Gebser implies that as our consciousness unfolds, extending itself into thought, perspective (particularly) and awareness, we employ technology something like a projective prosthesis which we use both for tool-like purposes and to plumb the depths of our inner capacities through a process of exteriorization.

It has long been relatively clear to me that our technologies are representations of human, animal and natural capacities which are abstracted and hyperbolized. The result is being-abstracted-to-(hyper/hypo)function: machines.

What I find intriguing about Gebser’s view, which I paraphrase here to highlight my own concerns, is that he presents this process as one of inward discovery through exteriorization: by projecting our nascent inward capacities into technological analogs, we formally disclose their existence. We then acquire the opportunity to -retract the projection- in recognition of the capacity, which we may then proceed to develop. Not that this is all that common, of course. What usually appears to happen is that we become servants of the projections which we proceed to form behavioral compulsions around.
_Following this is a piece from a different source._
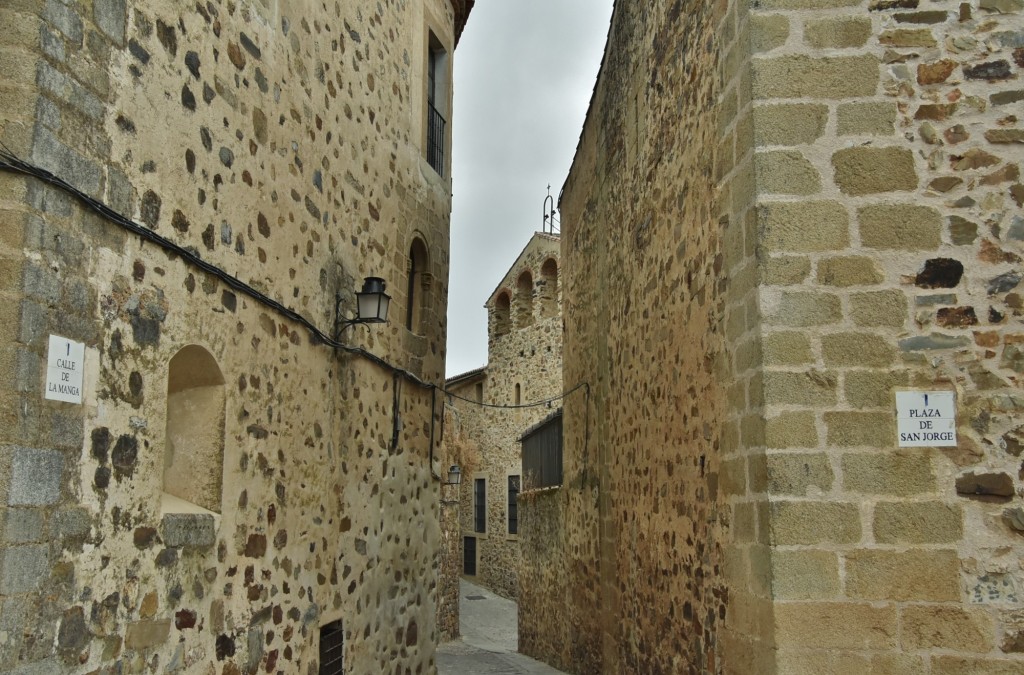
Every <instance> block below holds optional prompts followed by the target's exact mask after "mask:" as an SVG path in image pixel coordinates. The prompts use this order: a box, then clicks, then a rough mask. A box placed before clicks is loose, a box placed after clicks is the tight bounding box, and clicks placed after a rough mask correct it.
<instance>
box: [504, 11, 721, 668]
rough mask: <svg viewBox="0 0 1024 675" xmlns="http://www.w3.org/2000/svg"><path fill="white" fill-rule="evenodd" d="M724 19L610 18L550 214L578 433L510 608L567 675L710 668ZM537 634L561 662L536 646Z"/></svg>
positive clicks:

Gebser’s singularly uncommon idea matches, to some degree, my own experience in that I began to clearly see this process of projection during my own immersion in relatively technological contexts. It was not, however, clearly obvious to me that retraction might result in discovery and development, yet this has also been my experience.

The idea that we are somehow using technology to -discover- recondite sensing, perspective, relational and physical capacities conserved within ourselves and nature is novel to me (I thought of us as representing them rather than discovering them), but the idea that we might further retract our relationships with the projections and thereby begin to actively develop what they were abstractions of… is radical and thought-provoking.